Now consider Netflix or Spotify. They could have shifted from DVD sales to selling feature length movies through an online portal (in fact, Netflix sort of did let you rent movies in the mail as an interim step). What customers got instead is an online platform of more movies than they could ever watch. This only happened because they used the digital powers of new technology. They didn’t try to integrate a revolutionary service back into a pre-existing business.
New tech forces new operating models*
* If you’re digital all the way down.
Being born digital is fundamentally different. When something is built for the first time, it is rarely expected to support millions of customers and be regulated. The first, test bit of code really only needs to give the organisation some learning. Much like a human child, we don’t expect it to be 'at scale' yet, but it’s pretty agile.
If this is the child of an athlete, that athlete can pass on wisdom. If the tech is the greenfield efforts of a banking organisation, it can benefit from past successes with the added benefit of an entirely new operating model.
The huge benefit of new technology is it doesn’t have to wait for a weekend outage, battle to get on the roadmap or the complexity of business processes that are over 100 years old. A blank sheet of paper can be an unfair advantage. When combined with the legacy of knowledge and experience of a big bank, it’s a huge unfair advantage. It’s why we see Yolt by ING taking personal finance by storm, or Mettle by Natwest. To compete with big techs and fintechs, more organisations will build their own challenger.
Building your challenger
There is no game plan for raising a child to be a successful athlete, and similarly, there is no process map to becoming a successful challenger. However, when you look at things that succeed and things that fail you can identify some trends.
When things fail, some patterns emerge. Banks look for the 'top down' strategy (e.g. bring in big McStratHouse) to come up with a comprehensive five-year plan. Now, imagine the comprehensive five-year plan to raising a child, or even a dog. It’s not effective for challengers and not what startups do. Other symptoms include comprehensive org charts, program offices, and more than five vendors involved.
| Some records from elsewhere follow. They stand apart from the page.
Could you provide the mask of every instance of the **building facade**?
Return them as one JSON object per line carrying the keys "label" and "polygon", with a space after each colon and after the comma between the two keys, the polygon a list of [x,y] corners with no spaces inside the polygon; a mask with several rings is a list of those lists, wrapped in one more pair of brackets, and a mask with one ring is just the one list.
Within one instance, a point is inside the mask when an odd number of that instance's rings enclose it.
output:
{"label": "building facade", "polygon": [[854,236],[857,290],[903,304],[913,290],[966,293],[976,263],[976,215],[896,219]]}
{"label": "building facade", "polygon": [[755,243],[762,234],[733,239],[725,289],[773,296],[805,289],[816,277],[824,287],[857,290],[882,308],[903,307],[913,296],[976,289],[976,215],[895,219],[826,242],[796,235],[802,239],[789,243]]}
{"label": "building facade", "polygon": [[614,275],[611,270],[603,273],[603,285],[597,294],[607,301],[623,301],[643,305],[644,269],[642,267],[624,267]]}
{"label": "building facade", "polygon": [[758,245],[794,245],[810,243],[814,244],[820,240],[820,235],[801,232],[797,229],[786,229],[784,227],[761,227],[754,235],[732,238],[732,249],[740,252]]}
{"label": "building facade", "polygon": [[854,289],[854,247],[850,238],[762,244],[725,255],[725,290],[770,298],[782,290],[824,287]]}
Heavy upfront spending commitments is another thing to look out for because it’s almost as if a big budget is the same as success, when in reality it is absolutely not!
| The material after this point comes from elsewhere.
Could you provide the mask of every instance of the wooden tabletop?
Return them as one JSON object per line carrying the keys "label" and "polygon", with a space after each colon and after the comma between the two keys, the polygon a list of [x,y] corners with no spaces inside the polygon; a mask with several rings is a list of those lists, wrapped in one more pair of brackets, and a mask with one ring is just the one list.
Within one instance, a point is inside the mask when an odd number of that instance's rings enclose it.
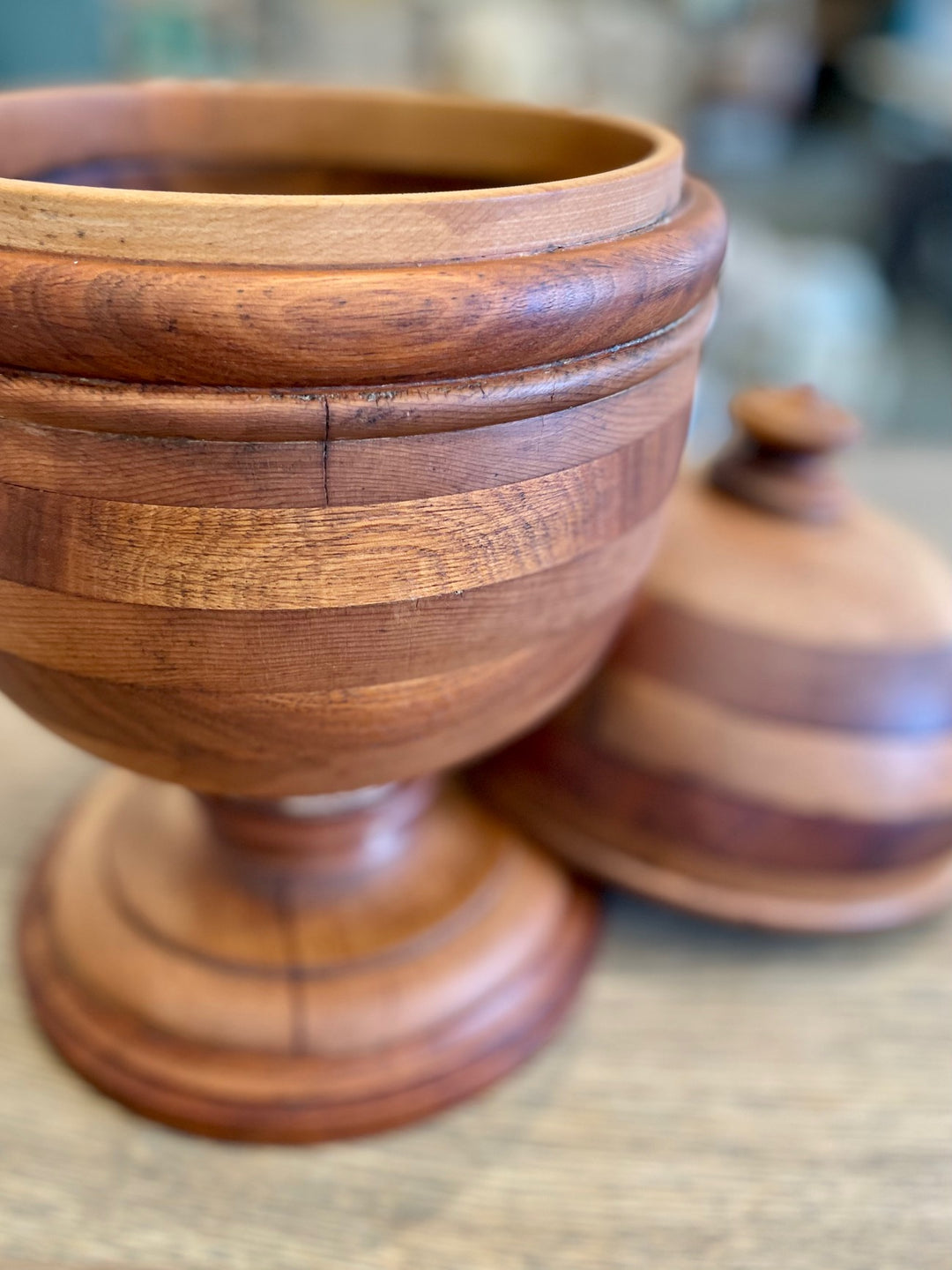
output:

There are also patterns when bank challengers succeed. Yolt by ING started with less than five people, and when 11:FS started Mettle the team was less than five people too. You see a focus on two things: 1) Talking to customers and 2) Writing code.
The interesting thing with this type of project is they get seen as a sort of 'moonshot' like Google’s self-driving cars efforts. In reality, everything starts simply. Begin with a customer problem, and work from the bottom up to strategy.
How well do you really know the customer problem? And how is that shaping the product you're building?